Nutanix AOS 5.10 ships with a feature called Autonomous Extent Store (AES). AES effectively provides Metadata Locality to complement the existing data locality that has always existed. For large datasets (e.g. a 10TB database with 20% hot data) we observe a 2X improvement in throughput for random access across the 2TB hot dataset.
In our experiment we deliberately size the active working-set to NOT fit into the metadata cache. We uniformly access 2TB with a 100% random access pattern and record the time to access all 2TB. On the same hardware with AES enabled – the time is cut in half. As can be seen in the chart – the throughput is double, as expected.
It is the localization of metadata from AES that contributes to the 2X improvement. AES keeps most of the metadata local to the node – so there is no need to fetch data across-the-wire. Additionally AES reduces the need to cache metadata in DRAM since local access is so fast. For very large datasets, retrieving metadata can contribute a large proportion of the access time. This is true for all storage, so speeding up metadata resolution can make a dramatic improvement to overall throughput as we demonstrate.
During .Next 2018 in London, Nutanix announced performance improvements in the core-datapath said to give up to 2X performance improvements. Here’s a real-world example of that improvement in practice.
I am using X-Ray to simulate a 1TB data restore into an existing database. Specifically the IO sizes are large, an even split of 64K,128K,256K, 1MB and the pattern is 100% random across the entire 1TB dataset.
Normally storage benchmarks using large IO sizes are performed serially, because it’s easier on the storage back-end. That may be realistic for an initial load, but in this case we want to simulate a restore where the pattern is 100% random.
In this case the time to ingest 1TB drops by half when using Nutanix AOS 5.10 with Autonomous Extent Store (AES) enabled Vs the previous traditional extent store.
This improvement is possible because with AES, inserting directly into the extent store is much faster.
For throughput sensitive, random workloads, AES can detect that it will be faster to skip the oplog. Skipping oplog allows AES to eliminate a network round trip to a remote oplog – and instead only make an RF2 copy for the Extent Store. By contrast, when sustained, large random IO is funneled into oplog, the 10Gbit network can become the bottleneck. Even with faster networks, AES will still be a benefit because the CPU and SSD resource usage is also lower. Unfortunately I only have 10Gbit networking in my lab!
The X-Ray files needed to run this test are on github
In a previous post I showed a chart which plots concurrency [X-axis] against throughput (IOPS) on the Y-Axis. Here is that plot again:
Experienced performance chart ogglers will notice the familiar pattern of Littles Law, whereby throughput (X) rises quickly as concurrency (N) is increased. As we follow the chart to the right, the slope flattens out and we achieve a lower increase in throughput, even as we increase concurrency by the same amount at each stage. The flattening of the curve is best understood as Amdahls Law.
Anyone who follows Dr. Neil Gunther and his Universal Scalability Law, will also recognize this curve.

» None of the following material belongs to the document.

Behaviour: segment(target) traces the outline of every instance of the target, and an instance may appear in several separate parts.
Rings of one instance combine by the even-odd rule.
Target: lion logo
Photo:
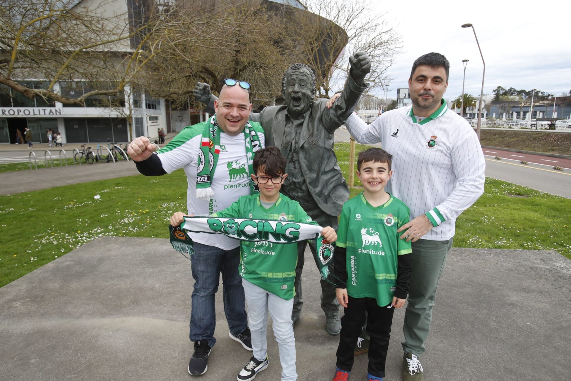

The USL states that taking the values of concurrency and throughput as inputs, we can in fact calculate the scalability of the system. Specifically we are able to calculate the key factors of contention and crosstalk – which limit absolute linear scalability and eventually result in less throughput as additional load is submitted even as the capacity of the system is saturated.
Using his Excel spreadsheet, I was able to input the numbers from my test and derive values that determine scalability.
Taking the largest number (0.074%) the “contention value” (i.e the impact we expect due to Amdahls law) as the limit to linear scaling – we can say that for this particular cluster, running this particular (simplistic/synthetic) workload the Nutanix cluster scales 99.926% linear. Although I did not crank up the concurrency beyond 576, the model shows us that this cluster will start to degrade performance if we try to push concurrency beyond 600 or so. Again, the USL model is for this particular workload – on this particular cluster. Doubling the concurrency of the offered load to 1200 will only net us 500,000 IOPS according to the model.
The high linearity (99.926%) is expected. The workload is 100% read, and with the data-locality feature of Nutanix filesystem – we expect close to 100% scalability.
We will return to these measures of scalability in the future to look at more realistic workloads.